Chinese factories that manufacture iPhones, run by supplier Foxconn, have drawn attention over the past decade for low wages and worker suicides. In September, Apple responded to a report from advocacy group China Labor Watch that found a failure to compensate workers at a Foxconn factory, saying Apple had found “all workers are being compensated fairly” and “no evidence of forced labor.”

Horowitz made the comments during a conversation that aired in an episode of Yahoo Finance’s “Influencers with Andy Serwer,” a weekly interview series with leaders in business, politics, and entertainment.

He co-founded the buzzy venture capital firm Andreessen Horowitz, which manages $10 billion in assets. Before that, he co-launched a data storage company called Loudcloud, later renamed Opsware, which sold to Hewlett-Packard (HPE) for $1.6 billion.

In 2014, he released “The Hard Thing About Hard Things: Building a Business When There Are No Easy Answers,” a best-selling book on how to run a startup.

Ben Horowitz, author and cofounder of venture capital firm Andreessen Horowitz, appears on Influencers with Andy Serwer.
Ben Horowitz, author and cofounder of venture capital firm Andreessen Horowitz, appears on Influencers with Andy Serwer.

Horowitz elaborates on the story of Amazon’s use of doors as makeshift desks in his new book “What You Do Is Who You are.”

“Desks at Amazon were built by buying cheap doors from Home Depot and nailing legs to them,” he writes.

“These door desks are not great ergonomically, nor do they fit with Amazon.com’s $860+ billion market capitalization, but when a shocked new employee asked why she had to work at a makeshift desk, the answer pinged back with illuminating consistency: ‘We look for every opportunity to save money so we can deliver the best products for the lowest cost.’”

In his new book, Horowitz also describes the culture-setting departure and return of late Apple founder Steve Jobs, who resigned from the company amid a management dispute in 1985 and came back as interim chief executive in 1997.
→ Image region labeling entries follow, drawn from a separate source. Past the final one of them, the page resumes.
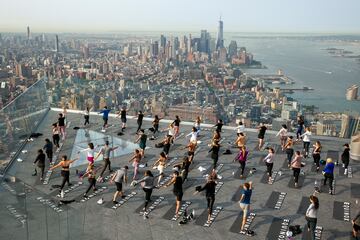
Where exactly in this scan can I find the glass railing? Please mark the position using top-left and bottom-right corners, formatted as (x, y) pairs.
(0, 78), (49, 174)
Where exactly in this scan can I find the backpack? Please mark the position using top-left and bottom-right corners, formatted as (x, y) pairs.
(289, 225), (302, 236)
(236, 150), (249, 162)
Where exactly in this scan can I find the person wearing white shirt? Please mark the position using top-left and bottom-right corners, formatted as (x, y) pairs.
(301, 127), (311, 158)
(263, 148), (275, 182)
(276, 124), (288, 148)
(236, 121), (245, 136)
(186, 127), (198, 142)
(305, 195), (319, 240)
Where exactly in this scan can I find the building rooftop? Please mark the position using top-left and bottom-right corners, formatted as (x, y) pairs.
(0, 109), (360, 240)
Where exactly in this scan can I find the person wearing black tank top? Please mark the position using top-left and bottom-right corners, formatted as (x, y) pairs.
(50, 155), (79, 198)
(165, 171), (184, 217)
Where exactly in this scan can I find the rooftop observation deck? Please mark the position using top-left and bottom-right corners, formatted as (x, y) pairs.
(0, 109), (360, 240)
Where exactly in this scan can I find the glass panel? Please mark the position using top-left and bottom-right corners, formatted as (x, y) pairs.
(0, 79), (49, 173)
(71, 129), (139, 167)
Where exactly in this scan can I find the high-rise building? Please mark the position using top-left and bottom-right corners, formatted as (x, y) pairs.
(27, 26), (30, 40)
(187, 34), (192, 53)
(151, 41), (159, 56)
(83, 46), (90, 59)
(55, 34), (59, 52)
(346, 85), (359, 101)
(229, 41), (237, 58)
(340, 114), (360, 138)
(216, 17), (224, 50)
(174, 37), (180, 51)
(198, 30), (210, 53)
(160, 35), (166, 49)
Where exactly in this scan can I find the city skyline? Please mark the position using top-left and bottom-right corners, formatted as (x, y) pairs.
(0, 0), (360, 33)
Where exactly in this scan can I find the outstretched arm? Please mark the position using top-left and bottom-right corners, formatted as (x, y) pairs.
(50, 162), (62, 171)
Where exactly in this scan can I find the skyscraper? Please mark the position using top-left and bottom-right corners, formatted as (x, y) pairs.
(216, 17), (224, 50)
(187, 34), (192, 53)
(27, 26), (30, 40)
(229, 41), (237, 58)
(160, 35), (166, 48)
(199, 30), (210, 53)
(55, 34), (59, 52)
(346, 85), (359, 101)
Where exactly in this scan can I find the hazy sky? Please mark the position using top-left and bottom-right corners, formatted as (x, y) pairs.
(0, 0), (360, 33)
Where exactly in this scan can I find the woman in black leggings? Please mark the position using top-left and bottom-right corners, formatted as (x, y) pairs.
(195, 176), (216, 223)
(133, 170), (154, 219)
(313, 141), (321, 172)
(52, 123), (60, 148)
(50, 155), (79, 198)
(81, 164), (97, 198)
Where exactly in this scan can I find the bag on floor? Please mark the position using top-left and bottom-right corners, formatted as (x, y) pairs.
(223, 149), (232, 155)
(289, 225), (302, 236)
(246, 230), (255, 237)
(155, 142), (164, 148)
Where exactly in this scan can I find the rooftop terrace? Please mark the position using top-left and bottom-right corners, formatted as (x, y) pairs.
(0, 109), (360, 240)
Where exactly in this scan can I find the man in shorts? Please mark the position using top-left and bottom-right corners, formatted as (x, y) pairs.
(94, 140), (118, 182)
(258, 123), (267, 150)
(110, 166), (129, 204)
(239, 182), (252, 231)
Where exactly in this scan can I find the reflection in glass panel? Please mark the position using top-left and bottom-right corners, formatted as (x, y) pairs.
(71, 129), (139, 167)
(0, 79), (49, 173)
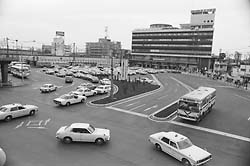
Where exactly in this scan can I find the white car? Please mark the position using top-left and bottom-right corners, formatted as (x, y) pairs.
(95, 85), (111, 94)
(56, 123), (110, 144)
(71, 88), (97, 97)
(100, 78), (111, 85)
(53, 94), (87, 106)
(149, 131), (212, 166)
(40, 84), (57, 93)
(0, 103), (38, 121)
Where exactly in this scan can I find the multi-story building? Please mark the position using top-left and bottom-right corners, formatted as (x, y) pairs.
(86, 38), (121, 58)
(129, 9), (215, 70)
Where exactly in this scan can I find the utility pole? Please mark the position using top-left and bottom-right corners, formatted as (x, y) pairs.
(109, 50), (114, 100)
(6, 38), (9, 57)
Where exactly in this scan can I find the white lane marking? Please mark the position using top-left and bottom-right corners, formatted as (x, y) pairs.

“When Steve Jobs came back to Apple, it was ninety days from insolvency,” Horowitz writes. “As of this writing, it is the most valuable company in the world.”

Jobs narrowed the range of products sold by the company and focused on optimizing the user experience of each one, returning the brand to its prior emphasis on product design, Horowitz writes.

“When Apple was an industry joke, it must have been tempting to purge the old culture entirely,” Horowitz adds. “Jobs, the former founder, knew that Apple’s original strengths should be the foundation of its new mission.”